The approval is conditional on full compliance with a commitments package offered by DIC.
“Pigments are essential inputs for many consumer products that require a coloring process, for example in the automotive and advanced plastics value chains,” said Executive VP Margrethe Vestager, who is in charge of competition policy. “There are only a few alternative producers for these products and the combination of DIC and BASF Colors & Effects risked depriving customers of high-quality pigments. This merger is approved on the condition that the companies divest DIC’s main manufacturing facility for pigments, thereby preserving effective competition in the market.”
BASF Colors & Effects and DIC are two market leaders in the production and sale of pigments and other colorants. In particular, they are the two main suppliers of certain categories of pigments worldwide.
Pigments are compounds that color material by covering its surface or mixing with it. They are obtained through a variety of chemical processes. Within a given chemical class, there are typically several different pigments, with different chemical compositions, providing different color shades and technical characteristics. These individual pigments are usually referred to as color indices.
The Commission’s investigation
The Commission’s investigation primarily focused on perylene pigments, which constitute a chemical class of red, maroon, violet and black pigments, as well as quinacridone pigments, a chemical class of pigments with tints ranging from yellowish red to violet.
Perylene and quinacridone pigments are suitable for the most complex applications, such as automotive coatings, advanced plastics applications, and some industrial applications.
The Commission had concerns that the proposed transaction, as originally notified, would have reduced competition on the market for the supply of perylene and quinacridone pigments.
In particular, the Commission’s market investigation indicated that although several Asian pigment manufacturers have been gradually entering the pigment markets for many chemical classes over the last decades, it is difficult for pigment customers to switch suppliers. This was due to the high qualification and reformulation costs that the pigment markets require.
Also, the Commission found that for some perylenes and quinacridone pigments, only a small number of manufacturers are considered to be suitable suppliers for customers requiring high specification pigments.
As a result, the Commission had concerns that following the merger, those customers seeking pigments for the most complex applications would have insufficient alternatives for the supply of some color indices within perylene and quinacridone pigments.
The acquisition would therefore have likely led to higher prices, reduced choice in products and lower quality of services provided to customers.
The proposed remedies
To address the Commission’s competition concerns, DIC offered to divest its pigment manufacturing facility, operated by its subsidiary Sun Chemical and located in Bushy Park (South Carolina).
DIC’s Bushy Park facility manufactures the large majority of DIC’s perylene and quinacridone pigments.

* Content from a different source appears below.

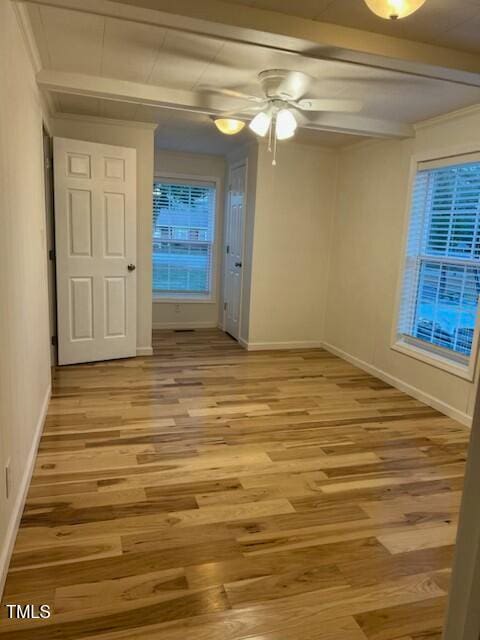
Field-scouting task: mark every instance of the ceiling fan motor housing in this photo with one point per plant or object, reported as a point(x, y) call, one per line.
point(283, 84)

The divestment business includes the full transfer of the plant, technology, brands, manufacturing equipment, and other intangible assets and needs to be divested to a manufacturer with proven expertise in pigment production.
The commitments fully address the Commission’s concerns as they remove almost entirely the overlap between DIC’s and BASF Colors & Effects’ activities in the relevant pigments.
The commitments ensure that the same number of suppliers will remain active in these markets and that customers continue to enjoy the same level of choice.
The Commission, therefore, concluded that the proposed transaction, as modified by the commitments, would no longer raise competition concerns. The decision is conditional upon full compliance with the commitments.